François Durif | Comme des mouches
Comme si j’étais réticent à mettre en ligne la captation vidéo de la performance du 26 juin dernier, qui était censée clore en beauté la résidence d’écrivain au Générateur. Ce n’est pas non plus sans quelque réticence que je l’ai revue. Je ne sais quelle mouche m’avait piqué ce soir-là. Les portes du Générateur étaient grandes ouvertes, l’air circulait, c’était orageux, les gens allaient et venaient, ils avaient besoin de picoler, et moi, sur mon tapis de jeu, j’ai démarré tout seul, en me faisant à l’idée que je n’allais pas les alpaguer comme ça. C’était la réouverture du Générateur après les mois de confinement, je venais de repeindre les murs, j’avais aussi tenu à faire la signalétique, je m’étais bien fatigué les jours précédents, afin d’avoir à composer avec cette fatigue le soir de la performance. Le tort que j’ai eu, c’est que j’avais trop bu, ça s’entend, surtout au début.
Finalement, je ne sors pas du manège, je m’en rends compte, n’en sors pas, me débrouille mal avec le matériau autobiographique : je le hache menu, n’en restitue que des bribes, on n’y comprend rien, je commence des trucs, je ne les finis pas. La veille, avec Jean-Luc, nous avions fait un filage qui était bien plus réussi que ce que j’ai produit ce soir-là. L’intention première, c’était de mêler le récit du plâtrier à celui du croquemort, je voulais faire se rencontrer ces deux figures, tisser des liens entre les deux, partir de moments vécus et de moments parlés, trouver une parenté entre ces deux gars-là, dire quelque chose de leur réalité respective, en faire des formes qui, à la fin, se superposent, et pour cela, m’aider du tapis d’écriture déroulé au pied des murs du Générateur. Faire des sauts, des coupes. Mais non. Rien de cela n’a eu lieu.

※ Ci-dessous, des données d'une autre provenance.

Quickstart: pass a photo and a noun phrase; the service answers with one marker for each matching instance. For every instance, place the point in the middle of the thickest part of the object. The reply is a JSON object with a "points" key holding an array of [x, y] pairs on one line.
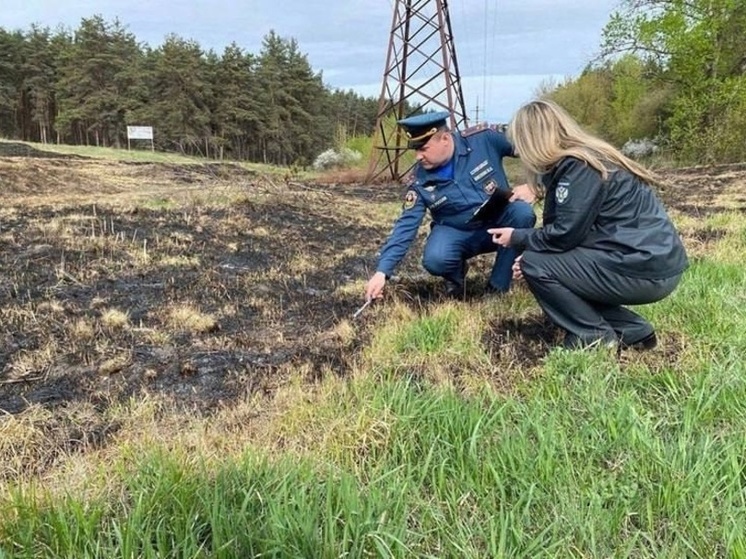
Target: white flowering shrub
{"points": [[639, 148], [332, 158]]}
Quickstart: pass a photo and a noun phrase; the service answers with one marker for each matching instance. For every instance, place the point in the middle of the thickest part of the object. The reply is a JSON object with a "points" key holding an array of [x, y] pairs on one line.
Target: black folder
{"points": [[492, 207]]}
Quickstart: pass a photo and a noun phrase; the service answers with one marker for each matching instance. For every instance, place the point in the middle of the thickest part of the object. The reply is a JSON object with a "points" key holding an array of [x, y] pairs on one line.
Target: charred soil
{"points": [[208, 283]]}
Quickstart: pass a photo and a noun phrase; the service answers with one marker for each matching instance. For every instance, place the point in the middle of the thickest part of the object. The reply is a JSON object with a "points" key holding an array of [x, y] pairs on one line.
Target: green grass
{"points": [[143, 155], [593, 457]]}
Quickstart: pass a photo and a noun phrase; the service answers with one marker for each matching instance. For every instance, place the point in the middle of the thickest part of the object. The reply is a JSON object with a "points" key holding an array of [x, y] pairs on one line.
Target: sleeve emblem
{"points": [[409, 200], [562, 193]]}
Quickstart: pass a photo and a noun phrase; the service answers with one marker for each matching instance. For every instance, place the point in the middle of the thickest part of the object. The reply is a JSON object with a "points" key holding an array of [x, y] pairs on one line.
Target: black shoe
{"points": [[572, 341], [643, 344]]}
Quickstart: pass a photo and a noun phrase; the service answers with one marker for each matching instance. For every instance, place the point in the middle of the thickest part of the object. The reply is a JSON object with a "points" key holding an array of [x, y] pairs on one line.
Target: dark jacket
{"points": [[621, 217]]}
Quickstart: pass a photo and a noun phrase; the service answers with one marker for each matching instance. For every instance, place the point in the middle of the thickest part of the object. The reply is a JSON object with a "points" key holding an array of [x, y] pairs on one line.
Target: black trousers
{"points": [[585, 299]]}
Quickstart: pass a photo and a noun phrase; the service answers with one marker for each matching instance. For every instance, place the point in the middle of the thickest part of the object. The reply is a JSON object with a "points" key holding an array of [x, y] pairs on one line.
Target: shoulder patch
{"points": [[562, 192], [482, 126], [409, 200]]}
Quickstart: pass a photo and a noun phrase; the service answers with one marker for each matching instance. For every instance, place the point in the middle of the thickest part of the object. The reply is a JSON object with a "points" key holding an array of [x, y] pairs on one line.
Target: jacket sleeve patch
{"points": [[562, 192], [410, 198]]}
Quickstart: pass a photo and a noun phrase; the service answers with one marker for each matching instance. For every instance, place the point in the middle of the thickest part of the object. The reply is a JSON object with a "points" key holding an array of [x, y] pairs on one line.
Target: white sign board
{"points": [[139, 132]]}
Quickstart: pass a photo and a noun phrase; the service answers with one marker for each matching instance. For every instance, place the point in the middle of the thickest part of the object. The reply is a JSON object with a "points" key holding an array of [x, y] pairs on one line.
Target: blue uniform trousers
{"points": [[447, 248]]}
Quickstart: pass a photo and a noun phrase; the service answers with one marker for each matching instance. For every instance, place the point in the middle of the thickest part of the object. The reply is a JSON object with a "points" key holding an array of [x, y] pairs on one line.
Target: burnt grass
{"points": [[270, 265]]}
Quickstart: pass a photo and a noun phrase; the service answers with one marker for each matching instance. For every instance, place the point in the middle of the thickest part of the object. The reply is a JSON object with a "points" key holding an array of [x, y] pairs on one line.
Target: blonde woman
{"points": [[606, 240]]}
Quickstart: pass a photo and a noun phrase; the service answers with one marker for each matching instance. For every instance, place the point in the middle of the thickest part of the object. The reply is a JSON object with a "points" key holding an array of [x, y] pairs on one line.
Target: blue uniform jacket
{"points": [[478, 172]]}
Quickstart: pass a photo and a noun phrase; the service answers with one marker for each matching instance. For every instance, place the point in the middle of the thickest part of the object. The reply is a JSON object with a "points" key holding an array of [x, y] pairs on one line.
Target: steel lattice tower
{"points": [[421, 74]]}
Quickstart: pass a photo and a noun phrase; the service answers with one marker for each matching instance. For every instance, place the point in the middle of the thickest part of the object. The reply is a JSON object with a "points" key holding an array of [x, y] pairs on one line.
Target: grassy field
{"points": [[443, 430]]}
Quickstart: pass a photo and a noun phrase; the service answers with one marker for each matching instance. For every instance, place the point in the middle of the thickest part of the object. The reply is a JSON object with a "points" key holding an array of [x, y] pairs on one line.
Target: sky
{"points": [[505, 49]]}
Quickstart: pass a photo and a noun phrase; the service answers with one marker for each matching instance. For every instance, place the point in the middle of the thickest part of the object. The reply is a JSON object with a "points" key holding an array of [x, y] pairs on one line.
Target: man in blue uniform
{"points": [[454, 175]]}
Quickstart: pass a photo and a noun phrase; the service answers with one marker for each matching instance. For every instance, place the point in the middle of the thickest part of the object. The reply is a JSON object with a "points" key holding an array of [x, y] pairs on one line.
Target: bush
{"points": [[639, 148], [331, 159]]}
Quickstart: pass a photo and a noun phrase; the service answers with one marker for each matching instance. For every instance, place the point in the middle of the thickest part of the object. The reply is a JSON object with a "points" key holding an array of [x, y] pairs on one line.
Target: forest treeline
{"points": [[672, 72], [84, 86]]}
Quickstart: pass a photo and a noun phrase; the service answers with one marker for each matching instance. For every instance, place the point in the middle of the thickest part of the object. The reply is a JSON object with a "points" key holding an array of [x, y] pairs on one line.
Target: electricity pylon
{"points": [[421, 74]]}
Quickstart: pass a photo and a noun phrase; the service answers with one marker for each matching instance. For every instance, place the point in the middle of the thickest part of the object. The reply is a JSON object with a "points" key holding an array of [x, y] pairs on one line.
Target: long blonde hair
{"points": [[542, 133]]}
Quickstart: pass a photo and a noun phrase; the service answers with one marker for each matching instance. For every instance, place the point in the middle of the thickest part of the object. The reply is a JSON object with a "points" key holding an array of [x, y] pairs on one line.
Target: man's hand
{"points": [[374, 288], [501, 235], [517, 272], [523, 192]]}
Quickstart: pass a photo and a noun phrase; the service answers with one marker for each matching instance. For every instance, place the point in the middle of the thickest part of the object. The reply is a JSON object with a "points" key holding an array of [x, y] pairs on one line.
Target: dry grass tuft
{"points": [[187, 318], [114, 319]]}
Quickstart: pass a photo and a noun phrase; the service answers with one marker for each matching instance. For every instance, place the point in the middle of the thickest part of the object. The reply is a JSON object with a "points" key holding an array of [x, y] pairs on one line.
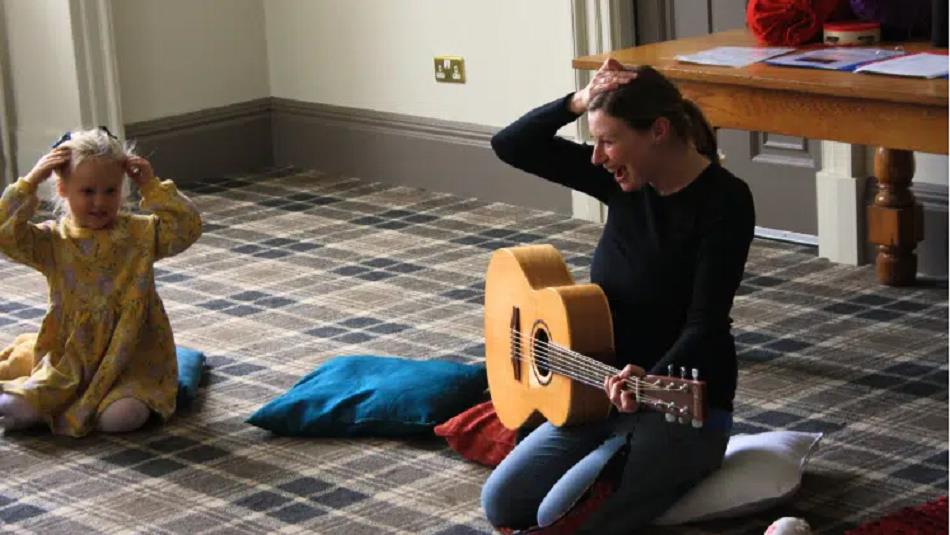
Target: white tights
{"points": [[121, 416]]}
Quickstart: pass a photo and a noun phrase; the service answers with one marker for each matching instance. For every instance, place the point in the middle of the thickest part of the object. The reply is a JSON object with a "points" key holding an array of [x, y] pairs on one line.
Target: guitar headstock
{"points": [[682, 400]]}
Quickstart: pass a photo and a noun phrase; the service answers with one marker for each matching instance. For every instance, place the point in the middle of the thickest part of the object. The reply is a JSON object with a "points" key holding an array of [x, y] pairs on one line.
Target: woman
{"points": [[670, 259]]}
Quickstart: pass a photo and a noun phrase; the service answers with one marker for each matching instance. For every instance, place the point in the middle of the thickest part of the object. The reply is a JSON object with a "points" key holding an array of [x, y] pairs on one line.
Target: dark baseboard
{"points": [[431, 154], [219, 141]]}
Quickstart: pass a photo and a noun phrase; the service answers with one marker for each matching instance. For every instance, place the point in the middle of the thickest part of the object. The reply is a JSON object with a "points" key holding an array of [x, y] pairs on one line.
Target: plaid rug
{"points": [[294, 268]]}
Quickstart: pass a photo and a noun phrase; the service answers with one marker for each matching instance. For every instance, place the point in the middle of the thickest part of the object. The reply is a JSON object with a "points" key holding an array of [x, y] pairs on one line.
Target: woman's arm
{"points": [[531, 143]]}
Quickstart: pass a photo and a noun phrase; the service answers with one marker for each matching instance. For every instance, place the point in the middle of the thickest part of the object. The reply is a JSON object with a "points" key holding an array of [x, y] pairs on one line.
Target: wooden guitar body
{"points": [[532, 305]]}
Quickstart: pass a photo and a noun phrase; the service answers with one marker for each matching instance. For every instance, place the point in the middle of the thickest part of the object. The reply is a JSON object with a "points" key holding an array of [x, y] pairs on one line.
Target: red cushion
{"points": [[478, 435], [792, 22], [927, 519]]}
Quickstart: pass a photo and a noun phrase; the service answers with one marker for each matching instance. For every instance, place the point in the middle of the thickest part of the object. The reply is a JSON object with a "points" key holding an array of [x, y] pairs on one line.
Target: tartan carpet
{"points": [[295, 267]]}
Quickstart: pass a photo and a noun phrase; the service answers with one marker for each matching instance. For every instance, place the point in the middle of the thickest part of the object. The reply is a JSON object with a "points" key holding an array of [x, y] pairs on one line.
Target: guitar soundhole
{"points": [[541, 351]]}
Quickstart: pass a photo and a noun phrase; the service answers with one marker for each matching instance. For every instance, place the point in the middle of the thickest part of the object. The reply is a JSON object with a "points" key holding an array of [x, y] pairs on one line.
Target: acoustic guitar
{"points": [[549, 347]]}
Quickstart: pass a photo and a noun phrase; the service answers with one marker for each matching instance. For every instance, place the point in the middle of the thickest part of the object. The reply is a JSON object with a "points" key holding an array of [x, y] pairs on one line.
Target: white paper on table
{"points": [[841, 58], [733, 56], [921, 65]]}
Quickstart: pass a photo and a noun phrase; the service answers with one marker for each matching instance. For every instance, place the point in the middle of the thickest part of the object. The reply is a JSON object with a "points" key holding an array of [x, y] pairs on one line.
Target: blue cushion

C’est sur un autre tapis que je suis parti, sans décoller vraiment. À un moment, le ciel m’est tombé sur la tête, juste après avoir diffusé un fragment du discours de Macron au monde de la culture daté du 13 avril dernier : j’avais pris soin de le transcrire, parce que je le trouvais halluciné, hallucinant : comment il nous parle, celui-là, comment il peut être à ce point exalté, à ce point déconnecté des réalités des artistes qui morflent comme c’est pas permis et il n’a rien d’autre à leur proposer que le récit de Robinson – son souci d’aller chercher du jambon, du fromage, au fond de la cale. Donc, ce soir-là, j’étais en colère, aussi en colère contre moi, le pétrin dans lequel je m’étais mis, le piège que je m’étais tendu, le panneau dans lequel je me voyais tomber au ralenti, alors que toutes les conditions étaient réunies pour qu’advienne une parole autre, Jean-Luc était là pour m’accompagner dans la venue de celle-ci, je n’en ai rien fait, j’en ai fait de la bouillie.
Les deux séquences que je sauverais de cette performance, ce sont celles de la deuxième partie : celle où, à l’aide d’un carton découpé, je relate ce qui se joue lors d’un enterrement, quel est mon rôle, quels sont les gestes des uns et des autres, quelle est ma place en tant que maître de cérémonie. Et puis, cette autre, où je me confesse tout en passant la serpillière, parce que la fatigue se fait ressentir, la tonalité change, même si nous avions prévu que je l’étire au maximum, sans parler. Autant, lors de la performance du 26 février dernier, je m’étais senti porté par quelque chose, autant le 26 juin dernier, j’ai eu le sentiment de ne pas sortir de la ronde des pensées en boucle : plus je parlais, plus j’étais seul avec mon bazar, je n’étais pas en mesure d’accueillir et la mouche et le hasard. Pas présent à ce que j’avais sous les yeux. Comme si j’avais tourné le dos au lieu.
Tout est affaire de tempo. Quand ce dernier n’est pas le bon au départ, après, c’est difficile d’en sortir : parler, ça devient de la mélasse. J’aurais mieux fait de passer la serpillière en m’appuyant sur les sons produits par Jean-Luc, m’en tenir à une partition minimale.
Nous sortions du confinement, je n’ai pas attendu que la soupape chuchote, j’ai démarré trop tôt, ce n’est pas comme si c’était une cérémonie, ce n’est pas comme si je n’avais pas bu, etc. La prochaine fois, je m’abstiendrai de boire, je ne boirai pas de vodka, je ne repeindrai pas les murs, je ne jouerai pas au croquemort, je ferai mon maximum pour être là. Sans forcer le trait.